Alexandra Frosterus-Såltin | |
Birth Date: | 6 December 1837 |
Birth Place: | Ingå, Finland |
Death Place: | Vaasa, Finland |
Alexandra Theodora Frosterus-Såltin (6 December 1837 – 29 February 1916, Vaasa) was a Finnish-Swedish genre painter and illustrator, who is also known for her altarpieces.
She was born in Ingå, Finland, in 1837. Her father, Benjamin, was a theology professor and her mother, Vilhelmina, was Finland's first female graduate student. Her mother died when he was seven, and her father remarried in 1846. Most of her childhood was spent in Vaasa, where her father was a church official. At the age of fourteen, she left home to become a private student of Robert Wilhelm Ekman in Turku, and studied with him for five years.[1]
In 1858, on Ekman's recommendation, she was asked to provide drawings for a publication by Raittiuden Ystävät (a Finnish temperance society), an anti-alcohol booklet called ('The Life Story of Pernicious Tommy').[2] Her drawings were engraved by F. O. Liewendahl (fl.1850s-1860s) and the booklet was reissued for many years.[3] The story itself (by an unknown writer) came to be referenced in several popular songs, as recently as 1982 by the Finnish rock band Eppu Normaali.

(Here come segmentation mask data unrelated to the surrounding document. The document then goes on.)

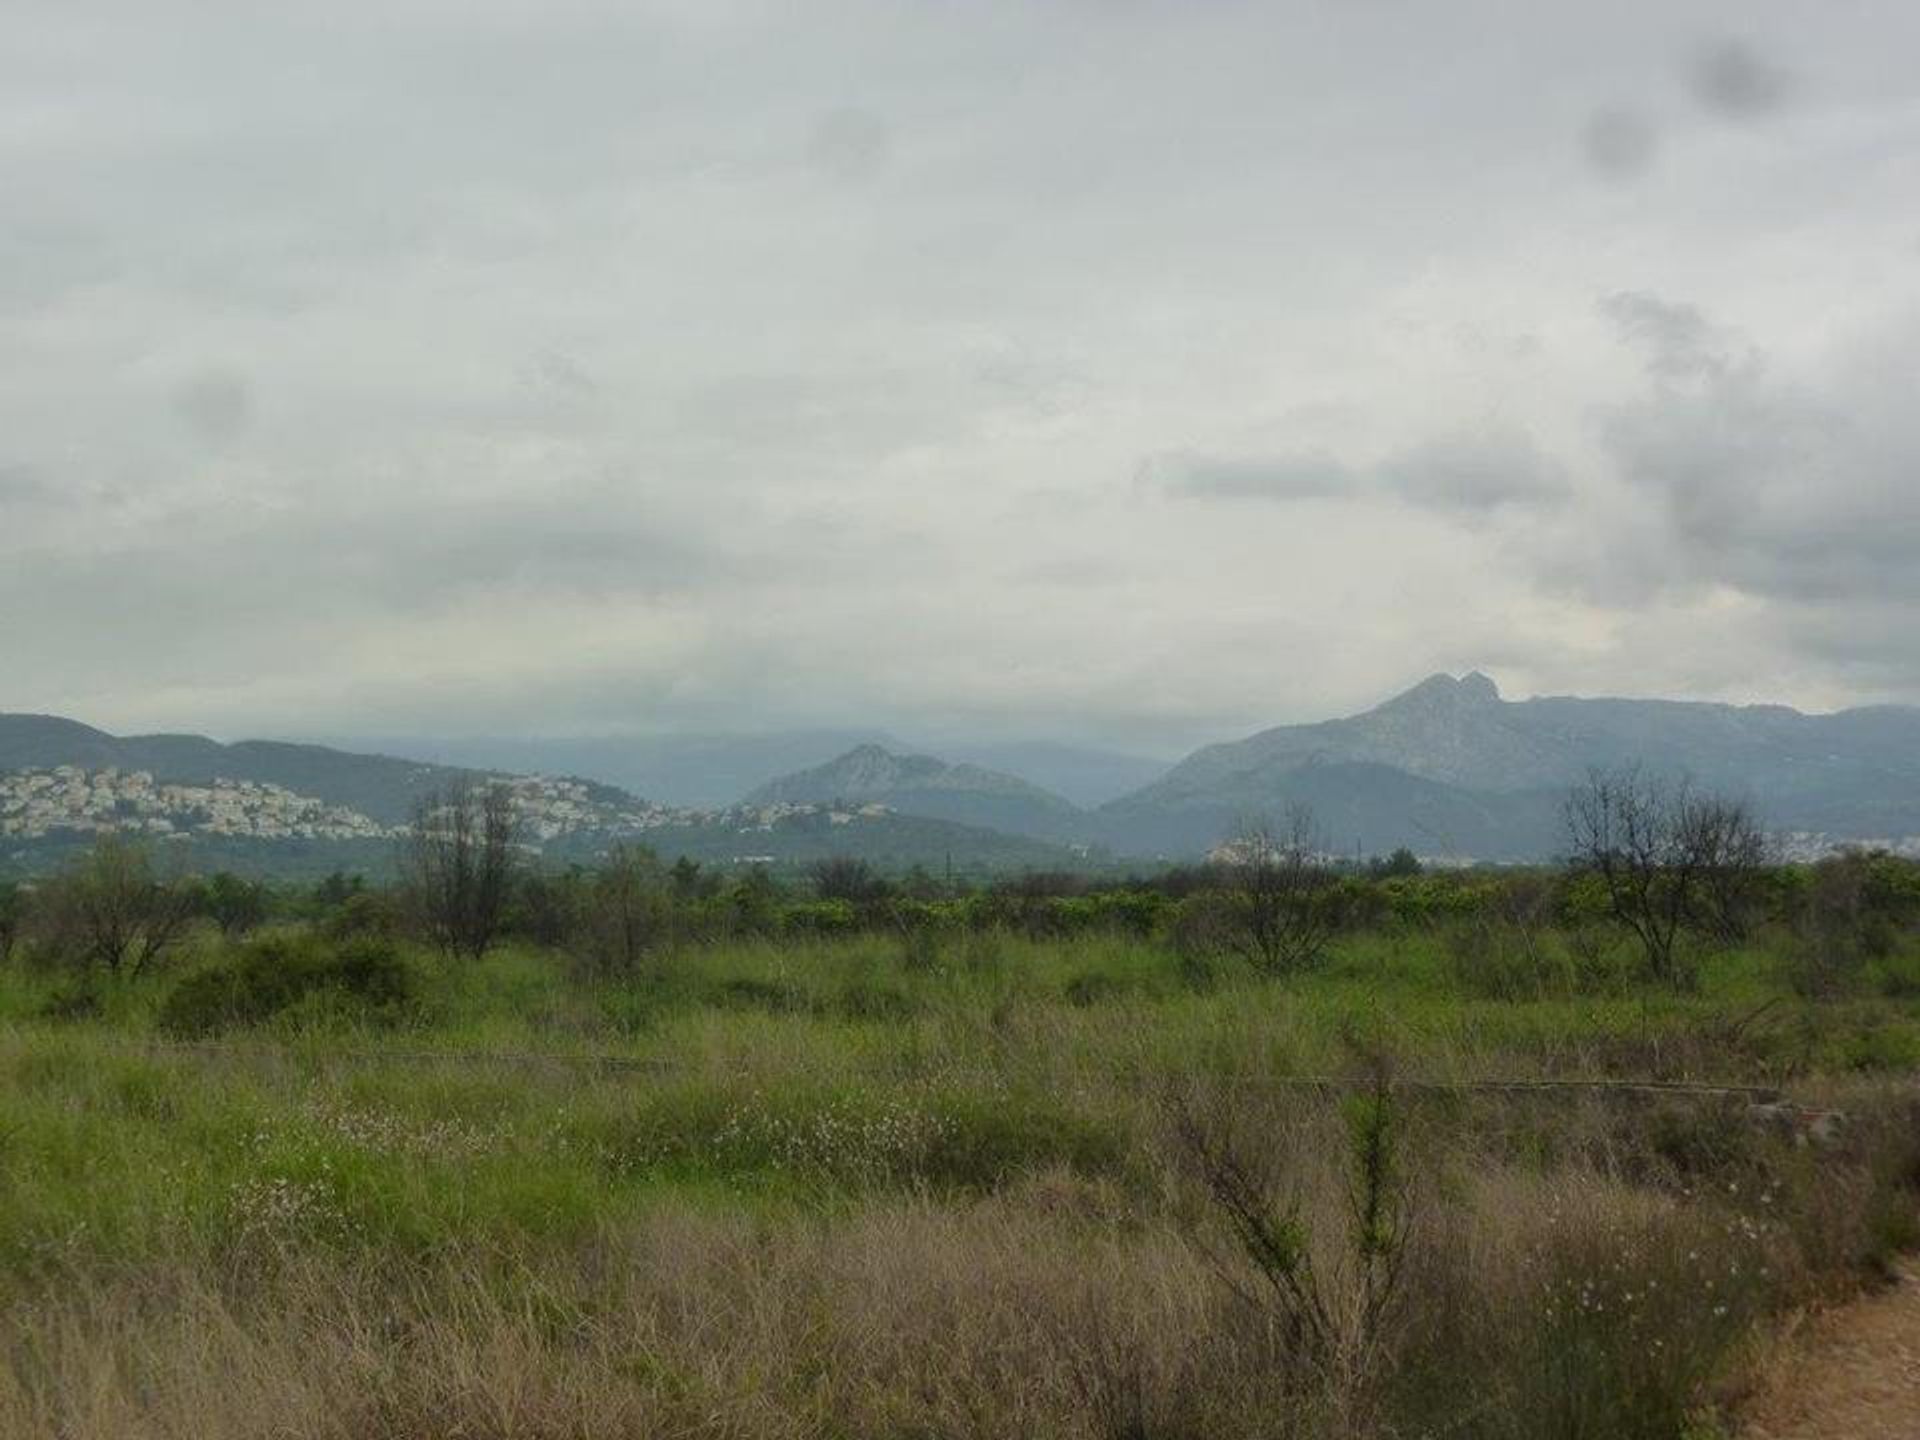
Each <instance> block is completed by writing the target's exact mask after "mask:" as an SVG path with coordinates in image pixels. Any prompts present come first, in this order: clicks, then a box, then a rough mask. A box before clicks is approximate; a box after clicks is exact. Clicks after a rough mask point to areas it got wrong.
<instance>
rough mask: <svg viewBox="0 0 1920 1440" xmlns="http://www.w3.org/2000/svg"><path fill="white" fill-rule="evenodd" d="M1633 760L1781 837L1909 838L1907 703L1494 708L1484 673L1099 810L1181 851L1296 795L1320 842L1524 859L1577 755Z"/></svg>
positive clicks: (1262, 740)
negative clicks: (1845, 705) (1787, 836)
mask: <svg viewBox="0 0 1920 1440" xmlns="http://www.w3.org/2000/svg"><path fill="white" fill-rule="evenodd" d="M1636 760H1638V762H1642V764H1645V766H1647V768H1649V770H1655V772H1663V774H1668V776H1680V774H1686V776H1692V778H1693V780H1695V781H1699V783H1701V785H1707V787H1713V789H1718V791H1726V793H1732V795H1738V797H1741V799H1747V801H1751V803H1753V804H1755V808H1757V810H1759V814H1761V820H1763V824H1766V826H1768V828H1770V829H1780V831H1818V833H1824V835H1830V837H1834V839H1862V841H1872V839H1895V841H1897V839H1903V837H1916V835H1920V710H1916V708H1905V707H1874V708H1860V710H1841V712H1837V714H1803V712H1799V710H1791V708H1786V707H1780V705H1745V707H1736V705H1709V703H1697V701H1636V699H1572V697H1548V699H1530V701H1505V699H1501V697H1500V691H1498V687H1496V685H1494V682H1492V680H1488V678H1486V676H1482V674H1478V672H1475V674H1467V676H1461V678H1457V680H1455V678H1453V676H1430V678H1428V680H1423V682H1421V684H1419V685H1415V687H1413V689H1409V691H1405V693H1402V695H1396V697H1394V699H1390V701H1386V703H1384V705H1379V707H1375V708H1371V710H1365V712H1363V714H1356V716H1348V718H1342V720H1323V722H1319V724H1306V726H1279V728H1275V730H1265V732H1260V733H1258V735H1250V737H1248V739H1240V741H1231V743H1225V745H1208V747H1204V749H1200V751H1194V753H1192V755H1190V756H1188V758H1185V760H1183V762H1181V764H1177V766H1173V768H1171V770H1169V772H1167V774H1165V776H1164V778H1162V780H1158V781H1154V783H1152V785H1146V787H1142V789H1140V791H1135V793H1133V795H1127V797H1123V799H1119V801H1116V803H1112V804H1108V806H1102V810H1100V812H1098V833H1100V835H1102V839H1106V843H1110V845H1114V847H1116V849H1121V851H1129V852H1154V851H1164V852H1190V851H1194V849H1202V847H1206V845H1210V843H1213V841H1217V839H1219V837H1221V835H1225V833H1229V831H1231V829H1233V828H1235V826H1236V824H1238V822H1240V820H1242V818H1248V816H1256V814H1277V812H1279V810H1283V808H1284V806H1286V804H1292V803H1304V804H1311V806H1313V810H1315V816H1317V820H1319V822H1321V826H1323V828H1325V829H1327V833H1329V839H1331V841H1332V843H1334V845H1336V847H1340V849H1346V847H1356V845H1357V847H1361V849H1365V851H1371V852H1379V851H1386V849H1392V847H1396V845H1407V847H1411V849H1413V851H1417V852H1423V854H1452V856H1473V858H1492V860H1511V858H1540V856H1546V854H1551V852H1553V851H1555V849H1557V847H1559V845H1561V804H1563V801H1565V795H1567V791H1569V789H1571V787H1572V785H1576V783H1580V780H1582V778H1584V776H1586V774H1588V770H1590V768H1594V766H1615V764H1622V762H1636Z"/></svg>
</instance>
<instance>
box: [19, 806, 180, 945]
mask: <svg viewBox="0 0 1920 1440" xmlns="http://www.w3.org/2000/svg"><path fill="white" fill-rule="evenodd" d="M196 900H198V895H196V891H194V887H192V885H188V883H186V881H184V879H180V877H179V876H161V874H157V872H156V868H154V858H152V854H150V852H148V849H146V847H142V845H134V843H131V841H125V839H121V837H117V835H102V837H100V839H98V841H96V843H94V847H92V849H90V851H88V852H86V854H83V856H79V858H77V860H75V862H73V864H69V866H67V868H65V870H63V872H61V874H60V876H56V877H54V879H52V881H48V883H46V885H44V887H42V891H40V893H38V897H36V910H38V912H40V918H42V924H44V925H46V931H48V947H50V950H52V952H54V954H56V956H61V958H65V960H69V962H71V964H77V966H81V968H84V970H92V968H96V966H98V968H100V970H106V972H108V973H109V975H115V977H121V975H125V977H129V979H134V977H138V975H144V973H146V972H148V970H150V968H152V966H154V964H156V962H157V960H159V958H161V956H163V954H165V952H167V950H169V948H173V945H177V943H179V939H180V937H182V935H184V933H186V929H188V925H190V924H192V920H194V908H196Z"/></svg>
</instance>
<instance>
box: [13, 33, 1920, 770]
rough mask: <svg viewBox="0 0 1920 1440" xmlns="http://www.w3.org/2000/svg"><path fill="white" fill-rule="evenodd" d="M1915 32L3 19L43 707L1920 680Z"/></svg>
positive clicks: (1293, 701)
mask: <svg viewBox="0 0 1920 1440" xmlns="http://www.w3.org/2000/svg"><path fill="white" fill-rule="evenodd" d="M1914 54H1920V8H1916V6H1912V4H1910V0H1884V2H1866V0H1824V2H1822V4H1803V2H1801V0H1793V2H1791V4H1782V2H1770V0H1728V2H1722V4H1705V2H1695V4H1690V2H1688V0H1663V2H1659V4H1653V2H1649V0H1611V2H1609V4H1605V6H1572V4H1538V0H1498V2H1496V0H1294V2H1290V4H1233V2H1229V0H1206V2H1202V0H1181V2H1179V4H1173V2H1167V4H1150V2H1146V0H1106V2H1100V4H1096V2H1094V0H1052V4H996V2H993V0H970V2H968V4H952V2H941V0H914V2H908V0H899V2H897V4H826V2H822V4H806V6H793V4H737V6H735V4H718V2H712V0H699V2H691V0H689V2H685V4H659V6H647V4H611V2H609V4H588V2H586V0H461V2H459V4H455V2H453V0H378V2H376V4H372V2H363V0H334V2H332V4H326V6H294V4H257V0H246V2H238V0H202V2H198V4H188V2H186V0H175V2H171V4H169V2H161V4H156V0H138V2H134V0H88V4H71V0H60V2H58V4H50V2H44V0H10V4H6V6H4V8H0V192H4V194H6V204H4V207H0V324H4V342H0V710H48V712H60V714H71V716H75V718H83V720H88V722H90V724H98V726H104V728H109V730H115V732H134V730H194V732H205V733H215V735H223V737H236V735H309V733H326V735H340V737H349V735H355V733H369V735H374V733H396V732H413V733H444V735H480V733H495V735H509V733H520V735H591V733H624V732H645V730H703V728H718V730H732V732H741V730H772V728H783V726H818V724H862V726H883V728H893V730H900V732H910V733H918V735H929V733H933V735H939V733H950V735H977V737H1052V739H1069V741H1083V743H1102V745H1117V747H1123V749H1142V751H1165V753H1173V751H1177V749H1181V747H1185V745H1192V743H1200V741H1208V739H1221V737H1229V735H1236V733H1246V732H1250V730H1256V728H1260V726H1267V724H1279V722H1292V720H1311V718H1323V716H1329V714H1338V712H1350V710H1356V708H1363V707H1367V705H1373V703H1377V701H1379V699H1382V697H1386V695H1390V693H1394V691H1398V689H1404V687H1405V685H1409V684H1413V682H1417V680H1419V678H1421V676H1425V674H1428V672H1434V670H1452V672H1461V670H1467V668H1480V670H1484V672H1488V674H1492V676H1494V678H1496V680H1498V682H1500V684H1501V689H1503V691H1505V693H1507V695H1509V697H1515V695H1530V693H1586V695H1594V693H1626V695H1674V697H1699V699H1730V701H1784V703H1793V705H1801V707H1805V708H1834V707H1841V705H1853V703H1874V701H1903V703H1920V637H1916V634H1914V614H1916V609H1920V564H1916V563H1914V557H1916V553H1920V403H1916V396H1920V388H1916V384H1920V204H1916V202H1920V67H1916V65H1912V56H1914Z"/></svg>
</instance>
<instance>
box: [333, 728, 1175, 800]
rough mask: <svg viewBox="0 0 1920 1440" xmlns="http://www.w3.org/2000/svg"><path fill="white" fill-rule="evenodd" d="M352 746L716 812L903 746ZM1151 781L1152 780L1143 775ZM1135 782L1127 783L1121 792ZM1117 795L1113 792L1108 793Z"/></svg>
mask: <svg viewBox="0 0 1920 1440" xmlns="http://www.w3.org/2000/svg"><path fill="white" fill-rule="evenodd" d="M326 743H328V745H336V747H342V749H349V751H359V749H371V751H378V753H382V755H405V756H409V758H413V760H424V762H430V764H447V766H468V768H474V770H505V772H513V774H543V776H591V778H593V780H599V781H603V783H607V785H618V787H620V789H624V791H630V793H634V795H645V797H647V799H651V801H659V803H660V804H684V806H691V808H701V810H716V808H722V806H728V804H732V803H733V801H737V799H739V797H741V795H745V793H747V791H751V789H755V787H756V785H764V783H766V781H768V780H774V778H776V776H785V774H789V772H793V770H804V768H806V766H816V764H824V762H826V760H831V758H833V756H835V755H843V753H845V751H849V749H852V747H854V745H866V743H881V745H895V741H891V739H889V737H887V735H885V733H881V732H879V730H852V728H849V730H776V732H766V733H758V735H730V733H712V735H689V733H666V735H588V737H576V739H568V737H561V739H547V737H524V735H463V737H444V735H438V737H436V735H380V737H372V739H365V737H363V739H353V741H344V739H328V741H326ZM1139 783H1144V781H1139ZM1123 789H1133V785H1123V787H1119V789H1116V791H1114V795H1117V793H1121V791H1123ZM1102 799H1112V797H1102Z"/></svg>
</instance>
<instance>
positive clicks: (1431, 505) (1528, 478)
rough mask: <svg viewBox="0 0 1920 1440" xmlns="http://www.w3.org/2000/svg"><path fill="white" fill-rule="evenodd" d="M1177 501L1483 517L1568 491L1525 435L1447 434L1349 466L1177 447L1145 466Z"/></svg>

Later in 1858, she held her first exhibition of serious works at the Finnish Art Society and received a scholarship. She went to Düsseldorf to continue her studies, but had to take private lessons again, as the Academy did not accept women at that time. Originally, she had wanted to study with Adolph Tidemand, but he did not give private lessons, so she studied with the religious painter Otto Mengelberg instead, staying with him until 1862. After that, she was able to study in Paris, where she had her first experience painting with live models at the workshop of Jean-Baptiste-Ange Tissier.
She returned to Vaasa in 1866 to marry Fredrik Viktor Såltin (1833–1873), who was a doctor.[4] This left her temporarily isolated from the art world, although she continued to paint scenes of her home and family. After finding herself a widow with three children, she decided to become an art teacher, inspired by the recent death of her old mentor, Ekman. The following year, finding her income insufficient, she moved to Turku to become a teacher at the Art Society's drawing school, where she remained through 1889.
Her salary was never very high, however, so she also taught at secondary schools and, in 1877, began accepting commissions for church paintings, which she continued to do until 1915. Her first altarpiece, depicting Jesus at Gethsemane, was in the Törnävän Church, in Seinäjoki. Gradually, her painting took precedence over her teaching. She eventually created about 70 altarpieces, most of which are variations on a few basic designs. About 50 of them still exist. Some have been reproduced on postcards.